Railway transport has entered everyday life so confidently that it is impossible to imagine modern civilization without it. The railway in its usual form has existed for only two centuries, but the first prototypes of such tracks appeared much earlier, long before the invention of the locomotive and carriages.
From the history of the railway
The first artificial structures, which in appearance vaguely resembled a two-track road, appeared in ancient Egypt. To move heavy loads, the Egyptians thought of digging parallel furrows into which the logs were then laid. Similar designs were subsequently used in Ancient Greece and the Roman Empire. The improved track was a deep depression in the stone pavement, along which the wheels of ancient carts could roll.
Several centuries later, gauge roads were widely used in the nascent mining industry. The remains of mines with wooden rails equipped in them have survived to this day. A horse-drawn cart laden with ore could move along this path. The track made it possible to speed up the movement of heavy loads and to a certain extent resembled modern rail tracks. But the wooden beams wore out over time, and therefore they began to be strengthened with metal inserts in the form of strips. Very little remained before the invention of the railway.
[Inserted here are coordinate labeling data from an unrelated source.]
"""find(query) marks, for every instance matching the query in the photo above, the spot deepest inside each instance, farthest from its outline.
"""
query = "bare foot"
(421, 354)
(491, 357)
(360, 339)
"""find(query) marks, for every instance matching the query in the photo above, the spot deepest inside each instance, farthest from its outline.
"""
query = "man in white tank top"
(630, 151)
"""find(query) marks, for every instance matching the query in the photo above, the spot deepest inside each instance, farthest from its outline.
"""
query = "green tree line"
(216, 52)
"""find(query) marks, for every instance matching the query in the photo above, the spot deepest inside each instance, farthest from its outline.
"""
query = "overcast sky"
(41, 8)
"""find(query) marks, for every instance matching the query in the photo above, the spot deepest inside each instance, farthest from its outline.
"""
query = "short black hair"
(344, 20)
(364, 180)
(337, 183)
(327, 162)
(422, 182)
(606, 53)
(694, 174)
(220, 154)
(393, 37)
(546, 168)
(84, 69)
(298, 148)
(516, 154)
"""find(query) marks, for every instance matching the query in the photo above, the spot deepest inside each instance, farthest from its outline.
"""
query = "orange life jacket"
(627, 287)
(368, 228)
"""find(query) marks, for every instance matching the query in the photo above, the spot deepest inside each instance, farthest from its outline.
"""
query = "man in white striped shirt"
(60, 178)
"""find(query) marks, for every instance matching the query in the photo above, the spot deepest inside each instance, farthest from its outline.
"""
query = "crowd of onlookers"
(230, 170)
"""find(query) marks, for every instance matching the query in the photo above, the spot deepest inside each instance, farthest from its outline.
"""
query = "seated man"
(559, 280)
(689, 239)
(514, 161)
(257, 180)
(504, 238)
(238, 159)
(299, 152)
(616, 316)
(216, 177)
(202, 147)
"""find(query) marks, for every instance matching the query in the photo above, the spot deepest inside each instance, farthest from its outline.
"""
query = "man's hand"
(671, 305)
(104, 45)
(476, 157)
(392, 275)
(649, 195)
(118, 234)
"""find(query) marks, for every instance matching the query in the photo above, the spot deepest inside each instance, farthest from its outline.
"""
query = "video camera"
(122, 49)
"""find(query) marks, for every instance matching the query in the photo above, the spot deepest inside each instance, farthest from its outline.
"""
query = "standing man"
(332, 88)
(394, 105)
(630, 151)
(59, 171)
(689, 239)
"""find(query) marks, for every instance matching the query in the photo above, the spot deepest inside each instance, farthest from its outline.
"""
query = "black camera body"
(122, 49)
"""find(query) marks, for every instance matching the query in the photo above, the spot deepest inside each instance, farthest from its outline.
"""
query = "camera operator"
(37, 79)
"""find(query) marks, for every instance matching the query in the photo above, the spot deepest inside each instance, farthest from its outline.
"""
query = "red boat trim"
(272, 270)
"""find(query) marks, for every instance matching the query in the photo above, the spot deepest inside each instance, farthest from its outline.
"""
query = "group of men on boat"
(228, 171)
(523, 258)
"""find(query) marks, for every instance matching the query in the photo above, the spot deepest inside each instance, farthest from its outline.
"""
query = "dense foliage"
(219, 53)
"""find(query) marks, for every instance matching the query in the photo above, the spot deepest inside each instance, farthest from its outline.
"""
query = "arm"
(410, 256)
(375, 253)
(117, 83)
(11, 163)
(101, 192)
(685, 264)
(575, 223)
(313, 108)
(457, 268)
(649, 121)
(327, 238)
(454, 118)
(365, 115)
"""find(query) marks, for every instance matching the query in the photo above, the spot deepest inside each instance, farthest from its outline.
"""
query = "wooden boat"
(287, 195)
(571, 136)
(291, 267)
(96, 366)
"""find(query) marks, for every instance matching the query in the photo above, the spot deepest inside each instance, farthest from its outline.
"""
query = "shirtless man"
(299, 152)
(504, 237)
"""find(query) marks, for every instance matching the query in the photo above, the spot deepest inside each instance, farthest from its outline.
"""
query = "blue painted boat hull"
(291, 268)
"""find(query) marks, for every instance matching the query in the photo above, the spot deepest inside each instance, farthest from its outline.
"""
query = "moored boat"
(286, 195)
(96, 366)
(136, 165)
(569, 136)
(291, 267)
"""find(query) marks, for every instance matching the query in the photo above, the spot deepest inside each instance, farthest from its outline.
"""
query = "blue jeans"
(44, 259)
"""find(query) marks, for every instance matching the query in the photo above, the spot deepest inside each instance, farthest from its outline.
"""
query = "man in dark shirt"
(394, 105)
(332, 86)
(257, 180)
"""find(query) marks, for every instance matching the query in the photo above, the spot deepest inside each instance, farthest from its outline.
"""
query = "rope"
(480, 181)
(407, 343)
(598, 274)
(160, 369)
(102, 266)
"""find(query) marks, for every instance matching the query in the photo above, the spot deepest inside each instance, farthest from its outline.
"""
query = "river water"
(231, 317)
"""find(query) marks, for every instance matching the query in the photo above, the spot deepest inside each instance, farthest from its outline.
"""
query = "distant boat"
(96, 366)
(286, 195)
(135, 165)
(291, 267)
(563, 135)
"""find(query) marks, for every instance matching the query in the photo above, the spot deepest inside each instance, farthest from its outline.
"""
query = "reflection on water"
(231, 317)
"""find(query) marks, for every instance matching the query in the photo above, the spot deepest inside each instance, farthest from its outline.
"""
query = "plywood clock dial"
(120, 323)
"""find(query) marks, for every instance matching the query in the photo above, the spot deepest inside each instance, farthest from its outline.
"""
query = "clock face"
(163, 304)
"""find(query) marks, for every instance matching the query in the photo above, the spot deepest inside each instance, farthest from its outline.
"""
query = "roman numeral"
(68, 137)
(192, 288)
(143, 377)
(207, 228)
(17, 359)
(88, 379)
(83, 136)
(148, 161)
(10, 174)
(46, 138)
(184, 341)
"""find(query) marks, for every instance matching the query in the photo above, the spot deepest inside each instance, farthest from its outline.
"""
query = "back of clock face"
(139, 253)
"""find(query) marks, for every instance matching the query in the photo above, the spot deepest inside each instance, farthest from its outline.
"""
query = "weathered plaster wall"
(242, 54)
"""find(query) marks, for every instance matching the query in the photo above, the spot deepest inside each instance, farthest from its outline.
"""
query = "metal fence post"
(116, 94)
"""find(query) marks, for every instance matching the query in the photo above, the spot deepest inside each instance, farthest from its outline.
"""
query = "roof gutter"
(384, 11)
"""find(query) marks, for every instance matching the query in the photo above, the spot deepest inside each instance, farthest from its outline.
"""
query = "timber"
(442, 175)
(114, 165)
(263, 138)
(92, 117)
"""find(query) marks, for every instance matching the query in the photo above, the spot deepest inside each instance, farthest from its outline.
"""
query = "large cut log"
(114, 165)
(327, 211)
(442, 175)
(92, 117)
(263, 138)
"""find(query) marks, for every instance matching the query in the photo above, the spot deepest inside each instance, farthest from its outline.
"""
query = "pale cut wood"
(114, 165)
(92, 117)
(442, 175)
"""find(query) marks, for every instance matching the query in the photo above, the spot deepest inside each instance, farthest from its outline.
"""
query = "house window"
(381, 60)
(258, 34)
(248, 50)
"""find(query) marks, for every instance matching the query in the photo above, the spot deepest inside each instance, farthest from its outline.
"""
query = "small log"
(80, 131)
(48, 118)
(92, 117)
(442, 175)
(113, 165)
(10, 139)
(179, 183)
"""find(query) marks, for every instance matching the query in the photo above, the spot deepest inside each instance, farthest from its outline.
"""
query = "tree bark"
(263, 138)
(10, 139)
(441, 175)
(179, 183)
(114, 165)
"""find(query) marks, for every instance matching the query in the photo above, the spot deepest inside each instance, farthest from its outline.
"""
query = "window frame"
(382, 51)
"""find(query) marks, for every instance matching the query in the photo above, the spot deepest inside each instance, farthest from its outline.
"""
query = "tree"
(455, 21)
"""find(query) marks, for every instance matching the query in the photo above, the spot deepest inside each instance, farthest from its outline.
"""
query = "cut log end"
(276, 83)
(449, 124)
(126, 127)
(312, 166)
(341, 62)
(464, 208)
The first cast-iron rails were made in the middle of the 18th century. They were invented by the owner of the metallurgical enterprise, Richard Reynolds. He was the first to replace wooden beams on the tracks that led to mine workings with metal rails. The wheels of carts for transporting ore are now also made of cast iron. The innovation quickly spread throughout England and allowed a breakthrough in the productivity of miners. But the trolleys were still pulled by the horses.
The emergence of rail transport
Until a certain time, rail tracks were used exclusively for production purposes. But already at the beginning of the 19th century in England, the first attempts were made to adapt the railway for the transport of passengers. The first such experience was the construction of reasonably short rail tracks in the south of Wales. The carriages on that road were conscientiously pulled by horse teams.
A little later, Russian engineer Pyotr Frolov submitted to the government a proposal to use the railroad for passenger transportation. Until that moment, the innovator had already managed to build industrial routes for mining enterprises. However, Frolov's bold and unusual projects did not find support in the government. They were rejected just like that, without any serious objection.
The railway owes its success and widespread implementation to George Stephenson, who in 1825 proposed a design of a steam locomotive suitable for pulling cars on rails not only with coal, but also with passengers. The inventor was able to convince the entrepreneurs to build the tracks from durable iron, since the cast iron was not able to support the weight of the locomotive. Stephenson, on the other hand, came to the conclusion that it was necessary to use embankments on the road, and also came up with an effective way of joining the rails.